“You Don’t Have To Be Josh Allen, Patrick Mahomes or Aaron Rodgers” | Ryan Clark Wants To See Tua Tagovailoa Throw The Football Deep

Ever since the Miami Dolphins pulled the string on a trade for speedster Tyreek Hill, questions about quarterback Tua Tagovailoa’s arm strength or lack thereof has dominated the headlines. Thus far in his short NFL career the former Alabama star and 2020 No. 5 overall pick hasn’t shown that he can push the football downfield consistently.

With a receiver like Tyreek Hill, who’s coming from a system where he was getting the ball deep with regularity from arguably the game’s best signal caller in Patrick Mahomes, if Tua can’t do that it could cause a rift. 

Reek has never been one to hold back his emotions or displeasure with a situation. 


Tyreek Hill And Travis Kelce Keep Patrick Mahomes On Planet Superstar| The Bigger The Stage, The Better They Play



During a recent appearance on ESPN’s “Get Up,” former NFL player Ryan Clark talked about how Tua needs to improve:

“I don’t think that we look at him being the fifth overall pick and say to ourselves, ‘We don’t believe he can throw a deep ball.”

“What we haven’t seen is him throw the football consistently down the football field under pressure at a successful rate … allow a team to be explosive offensively. So no one’s doubting Tua’s arm strength.”

The very opinionated “RC25,” wasn’t done.

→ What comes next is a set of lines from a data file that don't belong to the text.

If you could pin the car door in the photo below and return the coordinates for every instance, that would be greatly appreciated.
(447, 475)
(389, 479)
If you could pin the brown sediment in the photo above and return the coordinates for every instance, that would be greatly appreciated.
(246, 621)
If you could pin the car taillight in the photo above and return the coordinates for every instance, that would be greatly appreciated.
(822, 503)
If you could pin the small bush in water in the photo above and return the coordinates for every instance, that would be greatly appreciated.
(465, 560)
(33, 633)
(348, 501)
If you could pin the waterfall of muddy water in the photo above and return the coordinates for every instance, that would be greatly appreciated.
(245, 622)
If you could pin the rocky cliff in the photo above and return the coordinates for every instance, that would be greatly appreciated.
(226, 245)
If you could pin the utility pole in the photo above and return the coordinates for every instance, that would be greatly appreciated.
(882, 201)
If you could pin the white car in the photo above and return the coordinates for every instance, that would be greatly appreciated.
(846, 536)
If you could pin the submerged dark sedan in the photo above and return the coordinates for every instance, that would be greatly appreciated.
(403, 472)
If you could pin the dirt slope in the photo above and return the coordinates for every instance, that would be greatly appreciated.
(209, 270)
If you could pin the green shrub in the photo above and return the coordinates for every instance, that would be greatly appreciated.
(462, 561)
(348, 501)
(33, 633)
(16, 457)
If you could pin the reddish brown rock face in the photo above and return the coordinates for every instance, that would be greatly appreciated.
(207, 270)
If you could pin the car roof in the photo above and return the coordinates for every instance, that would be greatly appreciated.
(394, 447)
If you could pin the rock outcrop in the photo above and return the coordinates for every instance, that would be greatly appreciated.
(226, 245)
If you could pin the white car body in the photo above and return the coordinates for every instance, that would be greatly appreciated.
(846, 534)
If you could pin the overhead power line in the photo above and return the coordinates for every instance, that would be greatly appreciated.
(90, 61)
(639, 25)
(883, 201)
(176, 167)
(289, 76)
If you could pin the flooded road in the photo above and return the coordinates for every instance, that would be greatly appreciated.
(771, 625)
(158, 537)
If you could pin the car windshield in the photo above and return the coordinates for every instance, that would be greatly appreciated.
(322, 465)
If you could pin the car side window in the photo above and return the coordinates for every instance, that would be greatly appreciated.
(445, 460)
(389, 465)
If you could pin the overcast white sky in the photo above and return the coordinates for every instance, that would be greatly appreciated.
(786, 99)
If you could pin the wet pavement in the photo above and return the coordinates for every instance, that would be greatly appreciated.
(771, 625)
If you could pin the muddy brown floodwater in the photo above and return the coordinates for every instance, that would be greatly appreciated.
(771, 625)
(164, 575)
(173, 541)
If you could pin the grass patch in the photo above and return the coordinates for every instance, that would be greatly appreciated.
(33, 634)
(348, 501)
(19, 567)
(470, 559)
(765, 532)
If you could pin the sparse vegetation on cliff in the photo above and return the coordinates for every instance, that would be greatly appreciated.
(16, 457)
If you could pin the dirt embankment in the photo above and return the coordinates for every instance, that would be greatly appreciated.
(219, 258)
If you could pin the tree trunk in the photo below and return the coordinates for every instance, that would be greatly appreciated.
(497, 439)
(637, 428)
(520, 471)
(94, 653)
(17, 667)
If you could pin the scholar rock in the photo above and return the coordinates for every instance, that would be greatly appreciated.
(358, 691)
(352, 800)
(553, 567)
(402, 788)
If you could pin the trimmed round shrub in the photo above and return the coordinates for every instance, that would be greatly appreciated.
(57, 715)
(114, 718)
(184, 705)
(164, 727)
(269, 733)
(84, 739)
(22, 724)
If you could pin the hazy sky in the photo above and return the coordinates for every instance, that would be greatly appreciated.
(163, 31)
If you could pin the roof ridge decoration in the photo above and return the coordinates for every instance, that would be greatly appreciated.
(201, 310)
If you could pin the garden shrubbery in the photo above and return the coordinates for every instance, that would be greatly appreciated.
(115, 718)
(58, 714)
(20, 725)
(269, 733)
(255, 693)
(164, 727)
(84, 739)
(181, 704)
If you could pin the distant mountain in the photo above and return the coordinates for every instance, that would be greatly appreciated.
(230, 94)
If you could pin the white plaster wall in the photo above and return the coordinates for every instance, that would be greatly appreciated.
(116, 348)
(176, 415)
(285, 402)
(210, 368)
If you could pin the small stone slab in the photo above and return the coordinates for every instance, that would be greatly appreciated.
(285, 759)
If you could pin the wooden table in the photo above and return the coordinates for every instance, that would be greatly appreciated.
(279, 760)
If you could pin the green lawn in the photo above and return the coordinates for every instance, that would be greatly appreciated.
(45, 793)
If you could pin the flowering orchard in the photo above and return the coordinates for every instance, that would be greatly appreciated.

“We’re not treating him like Mac Jones,” RC25 continued. “What we’re saying is we want to see it consistently on the field, especially with some of the explosive athletes that they have. You don’t have to be Josh Allen. You don’t have to be Patrick Mahomes. You don’t have to be Aaron Rodgers. But you do have to find a way to push the football ball downfield.”



The Hill acquisition wasn’t the only move Dolphins GM Chris Grier pulled off in the offseason. He was a busy man.  

Dolphins Upgrade Offensive Talent

After relieving head coach Brian Flores, the Fins hired rising offensive mind Mike McDaniel, who honed his coaching acumen under Niners head coach Kyle Shanahan. 

McDaniel will have new running backs. McDaniel is familiar with Raheem Mostert from their time together in San Francisco. Change of pace back Chase Edmonds comes over from Arizona. Grier also added wideout Cedrick Wilson Jr. from the Cowboys, who filled in admirably as Dallas’ third receiver when Michael Gallup was lost to a torn ACL. 

Returning is star wideout Jaylen Waddle who put up some great numbers (104 catches, 1,015 yards and 6 touchdowns) in his rookie campaign. Dual threat back Miles Gaskin provides another weapon. 


McDaniel will do all he can to put Tua in position to be successful. But if the former Alabama star fails to produce, journeyman Teddy Bridgewater is waiting in the wings to take the reigns.

Tua’s Numbers Are Solid: He’s Had Moments

Tagovailoa has a 13-8 record as a starter while passing for over 4,400 yards, 27 touchdowns and 15 interceptions in two seasons. Tagovailoa has completed 66 percent of his passes, and has shown flashes of what made him the No. 5 overall pick two seasons ago.

But going forward that won’t be good enough, with all the pieces in place to challenge the Bills for AFC East supremacy and one of the coveted seven postseason spots. 

With a defense that can be stifling at times and appears ready to elevate even further, it’s imperative that Tua turns the corner and gets the offense clicking and pushing the pigskin downfield with more frequency. That’s what Ryan Clark wants to see.